The Europeans shouldn’t make the mistake of falling for Mr. Erdogan’s tactics aimed at speeding up E.U. entry for Turkey.
Turkey currently has 2.7 million refugees from Syria inside its borders. These will not return to their homeland voluntarily until the war is over and reconstruction begins. But time will pass before all that happens – too much time unfortunately. That Ankara wants to be paid for this – something the international community has partly brought on itself by looking the other way for too long – is not surprising. Europe can pick up these checks: It has to.
But the Europeans shouldn’t make the mistake of falling for Mr. Erdogan’s tactics aimed at speeding up E.U. entry for Turkey. It would be a cheap move for him to try and maneuvre E.U. entry discussions out of the one-way street, where they find themselves after 10 years of negotiation. While a certain influence can be brought to bear to the negotiations with Turkey in terms of civic rights, an independent justice system and press freedom, Europe’s citizens cannot escape from the impression that politicians are playing down the problems of Turkish membership of the European Union.
Indeed, the whole debate – with or without refugee crisis – is neither open nor honest.

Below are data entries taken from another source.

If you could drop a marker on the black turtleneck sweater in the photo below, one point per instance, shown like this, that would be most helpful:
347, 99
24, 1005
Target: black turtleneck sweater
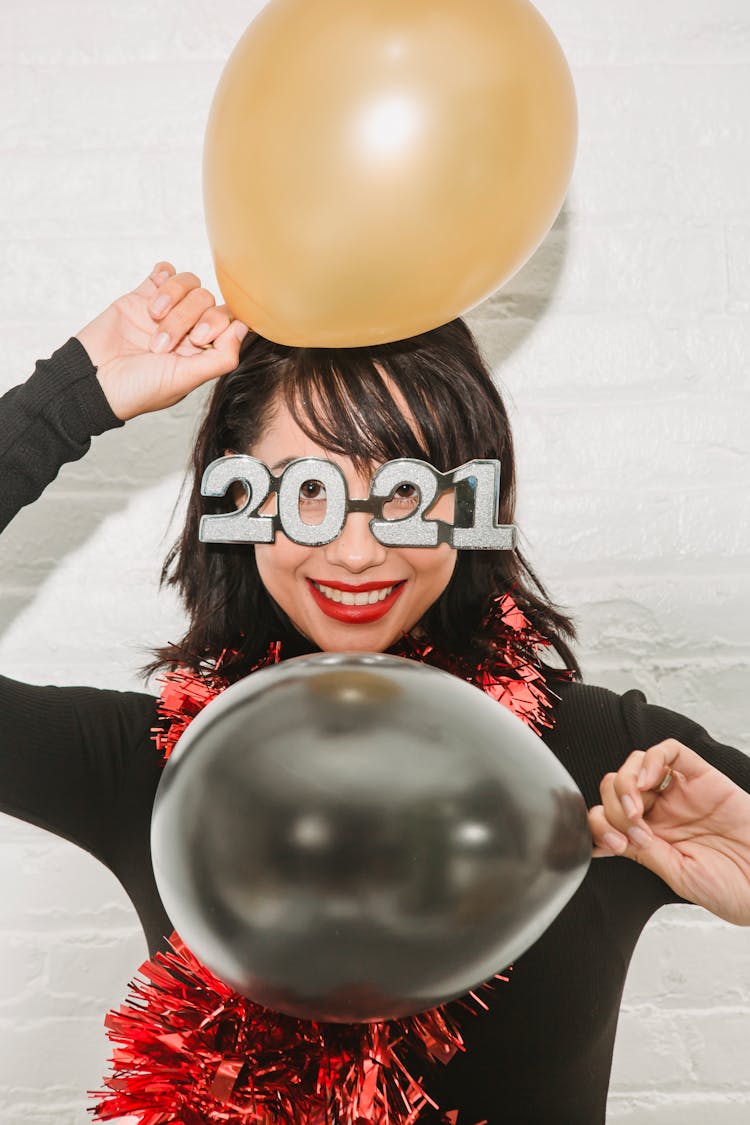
81, 763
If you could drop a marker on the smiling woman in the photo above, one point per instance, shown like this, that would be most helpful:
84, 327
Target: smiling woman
480, 614
430, 397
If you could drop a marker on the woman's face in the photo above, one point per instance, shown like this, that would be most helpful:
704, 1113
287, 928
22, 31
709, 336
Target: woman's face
323, 588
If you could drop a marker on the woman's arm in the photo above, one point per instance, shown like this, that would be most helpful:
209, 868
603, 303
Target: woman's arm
134, 358
680, 810
77, 761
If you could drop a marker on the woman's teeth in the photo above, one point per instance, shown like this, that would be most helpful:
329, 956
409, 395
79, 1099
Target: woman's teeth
368, 597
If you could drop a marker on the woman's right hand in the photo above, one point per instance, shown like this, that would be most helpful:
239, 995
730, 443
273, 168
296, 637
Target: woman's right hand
155, 344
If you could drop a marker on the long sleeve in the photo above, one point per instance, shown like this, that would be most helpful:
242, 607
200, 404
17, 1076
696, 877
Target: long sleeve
74, 761
47, 421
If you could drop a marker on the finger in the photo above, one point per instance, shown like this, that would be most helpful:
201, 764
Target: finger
665, 756
607, 839
170, 293
161, 272
614, 810
659, 856
181, 320
211, 324
220, 359
625, 785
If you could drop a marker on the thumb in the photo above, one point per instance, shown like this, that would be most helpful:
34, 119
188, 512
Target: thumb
211, 362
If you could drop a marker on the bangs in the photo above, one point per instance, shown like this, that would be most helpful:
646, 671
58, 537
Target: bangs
342, 401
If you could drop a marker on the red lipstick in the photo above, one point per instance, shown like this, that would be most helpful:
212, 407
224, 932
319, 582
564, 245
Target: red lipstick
355, 614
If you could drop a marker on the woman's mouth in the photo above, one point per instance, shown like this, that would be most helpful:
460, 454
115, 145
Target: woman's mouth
355, 604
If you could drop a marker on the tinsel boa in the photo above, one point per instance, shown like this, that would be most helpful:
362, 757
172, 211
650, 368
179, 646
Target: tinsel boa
190, 1051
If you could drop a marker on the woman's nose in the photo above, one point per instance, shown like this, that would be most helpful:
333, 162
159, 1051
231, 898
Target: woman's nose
355, 548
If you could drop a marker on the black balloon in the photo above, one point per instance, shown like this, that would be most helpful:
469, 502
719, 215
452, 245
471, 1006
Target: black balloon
354, 837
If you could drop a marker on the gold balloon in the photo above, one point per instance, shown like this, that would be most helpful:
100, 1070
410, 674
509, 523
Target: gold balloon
375, 168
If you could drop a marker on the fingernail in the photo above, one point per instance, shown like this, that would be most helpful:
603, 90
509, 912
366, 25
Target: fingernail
161, 342
629, 806
160, 305
639, 836
615, 842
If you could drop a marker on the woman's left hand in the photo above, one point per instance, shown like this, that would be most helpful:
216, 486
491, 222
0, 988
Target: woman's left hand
695, 833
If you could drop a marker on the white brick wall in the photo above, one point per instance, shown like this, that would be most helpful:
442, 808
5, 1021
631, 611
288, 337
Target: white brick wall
622, 349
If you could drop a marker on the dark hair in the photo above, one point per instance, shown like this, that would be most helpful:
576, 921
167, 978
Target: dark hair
459, 415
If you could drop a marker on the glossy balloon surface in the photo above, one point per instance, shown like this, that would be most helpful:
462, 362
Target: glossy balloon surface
357, 837
373, 169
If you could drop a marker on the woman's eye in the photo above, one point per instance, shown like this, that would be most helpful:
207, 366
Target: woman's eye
312, 489
406, 493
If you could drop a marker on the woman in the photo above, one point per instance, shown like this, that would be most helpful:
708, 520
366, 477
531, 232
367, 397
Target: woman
82, 764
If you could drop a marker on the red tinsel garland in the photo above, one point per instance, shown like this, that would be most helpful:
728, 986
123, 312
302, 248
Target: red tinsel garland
190, 1051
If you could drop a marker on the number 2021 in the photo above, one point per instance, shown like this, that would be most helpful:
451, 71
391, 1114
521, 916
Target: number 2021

Yes, the country is, apart from migration problems, an immensely important partner of the European Union. That is both geo-strategically and economically the case, and as a NATO ally in terms of security policy, too. But that is no reason for Turkey to become a full member of the European Union.
The European family is already in chaos. As a result of various kinds of problems and increasing numbers of new, unilateral initiatives, it is hardly possible to manage; the refugee crisis is proof of this. The new arrival of a country with a population of 75 million people of Muslim faith would shift the balance of the European Union to an extent that its functionality would be threatened.
Turkey’s prime minister, Ahmet Davutoglu, emphasized in Brussels that he wants a new era of relations with the European Union. Play-acting honesty can be no part of that. It has to lead to a new dynamic and a real dialogue - one that eventually brings about an exit scenario from negotiations with Turkey about full E.U. membership.
However, cooperation based on trust, which both sides are striving for in terms of refugee policy, can only start with the development of innovative ideas about how an exceptional partnership could be structured to benefit both sides. If it did, the German Chancellor would have a clear answer to the question of whether she was still opposed to Turkey’s E.U. membership as she was in the past, and the answer is yes.